Unlike stocks, crypto has no fundamentals linking it to economic growth or decline, so it may not be influenced by an economic slowdown and a recession as much as stocks and other risk assets. For example, a stock may be slammed by downgrading a profit forecast because of the weaker expected performance of the underlying business. Moreover, if economic worsening affects mostly emerging market countries, that may even benefit crypto due to capital flight into crypto by residents of these countries.
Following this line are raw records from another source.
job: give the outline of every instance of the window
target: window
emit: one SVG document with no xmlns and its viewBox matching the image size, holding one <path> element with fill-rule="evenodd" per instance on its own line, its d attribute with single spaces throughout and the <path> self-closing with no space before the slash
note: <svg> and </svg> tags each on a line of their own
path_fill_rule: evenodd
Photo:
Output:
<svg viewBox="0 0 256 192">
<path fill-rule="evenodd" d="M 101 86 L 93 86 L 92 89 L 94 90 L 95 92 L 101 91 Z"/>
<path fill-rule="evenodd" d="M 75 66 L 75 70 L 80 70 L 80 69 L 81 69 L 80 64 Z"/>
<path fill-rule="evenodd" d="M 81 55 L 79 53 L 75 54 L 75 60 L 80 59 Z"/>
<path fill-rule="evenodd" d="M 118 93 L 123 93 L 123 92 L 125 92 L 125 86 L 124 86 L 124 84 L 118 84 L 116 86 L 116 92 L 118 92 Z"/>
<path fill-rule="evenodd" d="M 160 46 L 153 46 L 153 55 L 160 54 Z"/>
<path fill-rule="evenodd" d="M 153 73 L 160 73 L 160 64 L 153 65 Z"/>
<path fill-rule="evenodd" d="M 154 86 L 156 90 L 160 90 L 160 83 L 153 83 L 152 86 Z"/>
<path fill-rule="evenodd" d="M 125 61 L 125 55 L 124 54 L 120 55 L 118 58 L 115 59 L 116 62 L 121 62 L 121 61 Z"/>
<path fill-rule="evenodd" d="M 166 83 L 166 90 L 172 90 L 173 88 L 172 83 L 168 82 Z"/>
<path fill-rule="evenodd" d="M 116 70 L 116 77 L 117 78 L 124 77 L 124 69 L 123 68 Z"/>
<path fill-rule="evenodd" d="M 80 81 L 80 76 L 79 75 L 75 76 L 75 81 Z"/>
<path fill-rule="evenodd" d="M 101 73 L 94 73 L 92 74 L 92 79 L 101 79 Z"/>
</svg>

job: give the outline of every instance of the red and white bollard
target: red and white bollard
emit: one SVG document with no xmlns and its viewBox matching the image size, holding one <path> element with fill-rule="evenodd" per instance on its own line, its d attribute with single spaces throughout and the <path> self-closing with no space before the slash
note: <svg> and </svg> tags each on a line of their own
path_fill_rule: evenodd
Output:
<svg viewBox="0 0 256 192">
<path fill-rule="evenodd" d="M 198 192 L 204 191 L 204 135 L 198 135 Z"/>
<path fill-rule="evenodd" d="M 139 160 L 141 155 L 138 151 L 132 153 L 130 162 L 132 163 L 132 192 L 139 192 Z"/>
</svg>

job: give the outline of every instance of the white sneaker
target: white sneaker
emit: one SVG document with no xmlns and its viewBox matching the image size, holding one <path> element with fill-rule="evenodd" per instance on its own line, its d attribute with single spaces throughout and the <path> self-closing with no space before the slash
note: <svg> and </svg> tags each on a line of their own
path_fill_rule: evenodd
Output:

For example, during the coronavirus recession Bitcoin plummeted like stocks and other risk assets, but its decline was not particularly big given its usual volatility, while the stock market plunge was highly unusual in depth and speed. 45-50% drop in Bitcoin in February-March 2020 was like a typical correction for Bitcoin, while a 35-40% plunge of the S&P 500 in less than 2 months had very few historical precedents. Bitcoin even failed to break the end-2018 lows in March 2020.
Bitcoin (BTC/USD)
Conclusion
The following year will mark a turning point in the US monetary policy cycle. The Fed tightening this year was a primary factor behind a drop in crypto as well as broader markets, and this trend may reverse in 2023. Specifics of the current cycle suggest that global liquidity may improve near a policy rate peak, likely supporting crypto prices. A possible recession is a threat, but crypto may be relatively resilient to it given the lack of dependence on the real economy.
Of course, if Binance fails, that will probably depress crypto prices even more, but I expect macro factors to dominate eventually. My bet is that crypto will be in a better position next year (at least compared with other risk assets).